726 Publications

A stabilized finite element formulation for simulating ordered arrays of immersed flexible fibers with applications in cellular mechanics

We present a new computational tool for the simulation of aligned assemblies of thin, bendable, but inextensible fibers immersed in a linear Stokes fluid. Such systems are of great importance in cellular mechanics because they arise in many intracellular (e.g., cytoskeleton-cytoplasm interactions) and extracellular (e.g., ciliary locomotion) microscale biological processes. The fiber bed is represented as an anisotropic poroelastic medium that obeys the Euler-Bernoulli beam theory and is hydrodynamically coupled to the viscous fluid through local-slender body theory.
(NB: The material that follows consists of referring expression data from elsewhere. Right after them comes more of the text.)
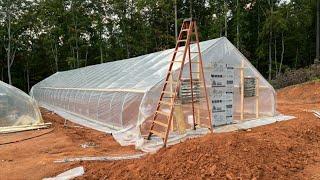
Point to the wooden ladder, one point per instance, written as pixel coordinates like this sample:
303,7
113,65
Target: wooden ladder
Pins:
162,120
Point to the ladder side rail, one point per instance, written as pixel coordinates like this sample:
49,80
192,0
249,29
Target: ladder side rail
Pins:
187,44
202,76
191,88
169,73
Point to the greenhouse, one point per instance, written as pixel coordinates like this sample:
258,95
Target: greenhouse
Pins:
121,96
18,111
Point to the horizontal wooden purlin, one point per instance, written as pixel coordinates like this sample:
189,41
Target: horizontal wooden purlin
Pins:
100,90
163,113
160,123
166,103
158,133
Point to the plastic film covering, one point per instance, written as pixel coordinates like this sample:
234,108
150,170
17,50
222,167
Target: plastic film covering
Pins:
17,108
123,95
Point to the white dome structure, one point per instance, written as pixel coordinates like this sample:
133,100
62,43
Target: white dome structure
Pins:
17,109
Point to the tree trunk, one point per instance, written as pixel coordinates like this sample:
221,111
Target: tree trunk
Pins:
101,54
296,60
282,53
28,77
191,8
87,52
270,56
9,48
238,33
270,45
317,59
225,20
275,55
55,55
176,19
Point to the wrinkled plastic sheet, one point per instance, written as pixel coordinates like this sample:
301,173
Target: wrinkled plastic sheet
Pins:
156,143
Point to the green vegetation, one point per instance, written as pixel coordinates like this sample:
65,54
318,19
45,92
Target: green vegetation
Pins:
41,37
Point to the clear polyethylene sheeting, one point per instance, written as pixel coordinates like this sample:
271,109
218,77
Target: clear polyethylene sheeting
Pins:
17,108
121,96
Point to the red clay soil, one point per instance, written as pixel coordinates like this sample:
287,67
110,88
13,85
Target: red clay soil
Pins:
284,150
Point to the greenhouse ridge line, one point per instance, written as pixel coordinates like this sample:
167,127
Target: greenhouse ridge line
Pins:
100,90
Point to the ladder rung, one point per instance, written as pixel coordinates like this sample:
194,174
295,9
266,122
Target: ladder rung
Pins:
160,123
171,82
166,103
158,133
163,113
177,61
168,92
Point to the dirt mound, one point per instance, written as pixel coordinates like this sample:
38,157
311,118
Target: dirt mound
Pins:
285,150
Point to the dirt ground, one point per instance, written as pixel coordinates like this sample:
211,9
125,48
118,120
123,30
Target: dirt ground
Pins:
284,150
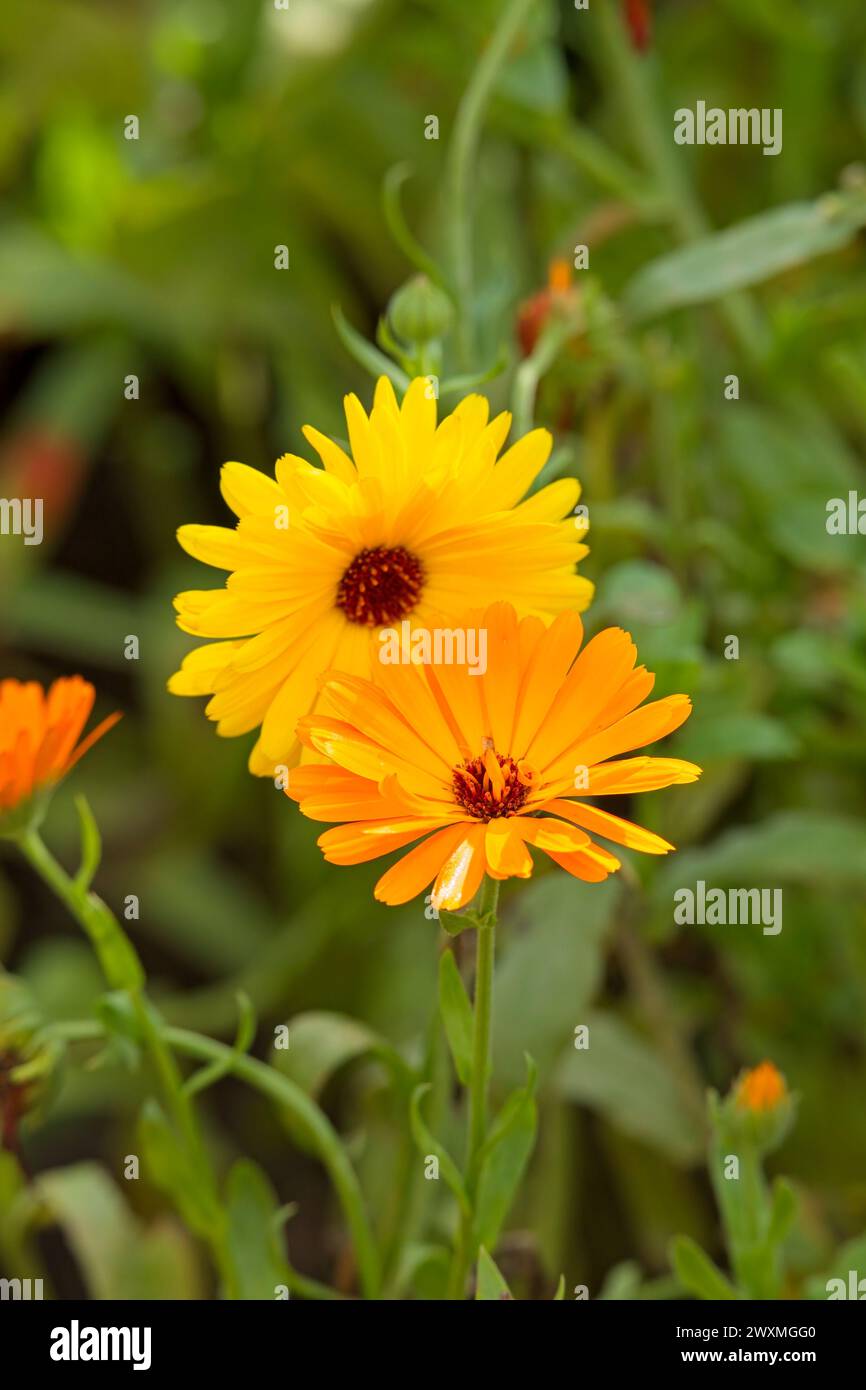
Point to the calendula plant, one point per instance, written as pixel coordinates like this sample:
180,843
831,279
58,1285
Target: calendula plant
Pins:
756,1216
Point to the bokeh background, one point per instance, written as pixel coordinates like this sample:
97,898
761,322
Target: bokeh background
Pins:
156,257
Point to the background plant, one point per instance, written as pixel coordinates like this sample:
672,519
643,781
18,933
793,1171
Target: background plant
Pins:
708,519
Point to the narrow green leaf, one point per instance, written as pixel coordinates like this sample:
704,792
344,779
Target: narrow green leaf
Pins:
489,1285
428,1146
745,255
505,1157
783,1211
167,1165
243,1040
697,1271
398,225
259,1264
456,1016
We develop two methodologies to solve the resulting fluid-structure interaction problem: (1) a classical approach where the solid is solved in the Lagrangian frame, and the fluid is solved using an Arbitrary-Lagrangian-Eulerian (ALE) method, and (2) a novel approach where the solid equations are expressed in the Eulerian frame and the fiber-fluid system is solved together using an ALE method. In both cases, the resulting set of equations is approximated using a Petrov-Galerkin stabilized finite element method specifically designed for the fiber-fluid interaction problem. Equal-order continuous finite elements are used for the spatial discretization of the deforming physical domain, and finite differences are used for temporal discretization. Both approaches are shown to be numerically stable and convergent at the expected order; and additionally, the pure ALE method can resolve extreme fiber deformations without the need for mesh reconstruction. Finally, our methods are validated by direct comparisons to discrete fiber simulations in two benchmark tests: (a) the shearing of an anchored fiber bed and (b) the emergence and evolution of cell-spanning vortices in cellular geometries.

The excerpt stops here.